In a hospital a fragile geriatric patient dies with multiple cronic diseases
Antonio dies at the age of 88 during one of his many hospital admissions and the primary care team closes the case with the following diagnosis: a) Parkinson 7 years of evolution, b) Heart failure due to valvular dilated cardiomyopathy, c) high blood pressure, d) cardiac arterial arrhythmia by fibrillation that required pacesetter e) depressive-anxious syndrome, f) frequent urinary tract infections, and e) progressive protein-calorie malnutrition leading to death.
The daughter needed her father’s small amount of money therefore she didn’t want to send him to a residence for the elderly.

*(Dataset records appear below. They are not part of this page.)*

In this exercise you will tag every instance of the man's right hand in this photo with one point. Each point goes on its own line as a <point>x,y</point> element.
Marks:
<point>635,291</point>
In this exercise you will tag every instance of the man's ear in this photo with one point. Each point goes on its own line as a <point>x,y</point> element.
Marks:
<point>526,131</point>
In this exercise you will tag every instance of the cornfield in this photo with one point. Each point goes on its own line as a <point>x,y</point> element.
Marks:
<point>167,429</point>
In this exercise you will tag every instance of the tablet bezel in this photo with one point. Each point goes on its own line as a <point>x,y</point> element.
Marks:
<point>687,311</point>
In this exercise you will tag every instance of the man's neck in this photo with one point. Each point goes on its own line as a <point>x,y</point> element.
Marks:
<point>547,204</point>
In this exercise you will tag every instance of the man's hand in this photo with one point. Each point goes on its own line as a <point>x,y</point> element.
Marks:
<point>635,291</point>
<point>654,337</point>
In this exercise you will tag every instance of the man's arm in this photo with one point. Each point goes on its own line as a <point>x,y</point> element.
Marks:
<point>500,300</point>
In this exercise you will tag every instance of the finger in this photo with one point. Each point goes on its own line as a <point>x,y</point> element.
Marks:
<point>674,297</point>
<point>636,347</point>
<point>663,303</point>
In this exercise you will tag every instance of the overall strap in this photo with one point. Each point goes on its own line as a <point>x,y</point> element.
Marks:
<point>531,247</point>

In the two years preceding the death, Antonio showed an absolute dependence in activities of daily life with a Barthel zero. He lived with a divorced daughter who had no income, and with his two grandchildren, her children. The dependency aid (destined for the caregiver not for the professional) and Antonio’s small pension were the biggest family’s sources of income so this was always an impediment on the proposed admission to a nursing home; although it was clear that the daughter, even with little support from the municipal home help, could not meet the needs for long term attention in the period towards of Antonio’s end of life.

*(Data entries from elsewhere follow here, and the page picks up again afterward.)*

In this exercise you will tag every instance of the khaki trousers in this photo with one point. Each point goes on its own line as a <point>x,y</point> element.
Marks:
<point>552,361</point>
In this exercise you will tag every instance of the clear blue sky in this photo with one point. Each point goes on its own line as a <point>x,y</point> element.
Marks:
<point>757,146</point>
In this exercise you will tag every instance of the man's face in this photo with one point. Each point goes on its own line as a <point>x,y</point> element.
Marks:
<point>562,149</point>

In the last 3 years of life, this patient had consumed more than 100,000 Euros in services, with an impressive degree of incoordination.

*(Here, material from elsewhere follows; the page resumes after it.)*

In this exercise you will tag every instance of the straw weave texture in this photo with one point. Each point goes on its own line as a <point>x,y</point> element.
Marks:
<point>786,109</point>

In Antonio’s case history for the three years prior to the hospital admission when he died, the primary care team counted 24 attendances to the emergency room of the hospital, for very different reasons, many of them linked to heart disease, but also due to falls, fever, depression, pain in the penis, etc. Of these visits, 15 did not result in hospitalization, but, instead, almost all required attention in the short stay unit or follow-up day hospital or an outpatient clinic. Nine hospitalizations (three per year) were made in Cardiology, Internal Medicine and Geriatrics, with a total of 77 stays. Nine interventions of social work at the hospital were also counted. The activity that Antonio has generated in the primary health care and at the municipal social services has not been recorded, but there’s no doubt that it was also plentiful.